Disney’s philosophy was to create universal timeless family. It built a brand ‘Disney’ which defined a way of life for families, and not just the kids or teenagers. Disney’s corporate culture emphasized creativity and managed synergies of its extremely diverse businesses. All their businesses were interrelated and complemented each other. For example, Disneyland provided a platform to advertise all of Disney’s products, services and the brand Disney.
It helped grow every other business, eventually creating value for the shareholders. Apart from diversification, Disney also controlled the environment to prevent situation of supplier having all the power, which turned out to be a competitive advantage unique to Disney. Eisner rejuvenated Disney, when he took over in 1984, with tactical recruitment, controlled expenses and maximizing profits through the following activities: (1)launched Disney Channel and increased its demand by halting show productions for other networks.
Disney invested in digitising the animation process, enabling it to produce animated films every 12-18 months instead of every 4-5 years. (2)maximized theme park profitability by focussing on attendance-building strategies.
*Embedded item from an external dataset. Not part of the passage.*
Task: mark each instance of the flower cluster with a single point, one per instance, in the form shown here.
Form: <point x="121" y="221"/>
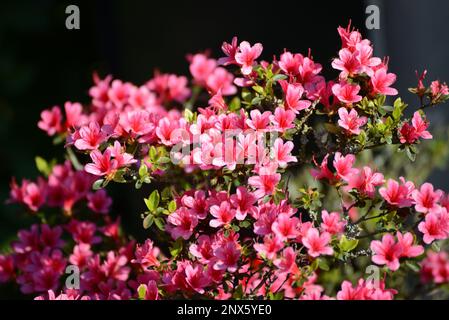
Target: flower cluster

He capitalized the value of the brand Disney by hiking prices. (3)pioneered the retail stores, generating sales twice the average in the industry. In the recent years, Disney’s certain efforts did not follow Porter’s essential test.
For example, the over-paid acquisition of ABC – the television network did not provide the attractiveness and competitive advantage. Disney couldn’t possible produce all shows for the ABC network, meaning, it would eventually lose control over a lot of their businesses. The merging of 2 big enterprises diverted the focus on solving synergy issues rather than focusing on brand, growth, profitability and creativity.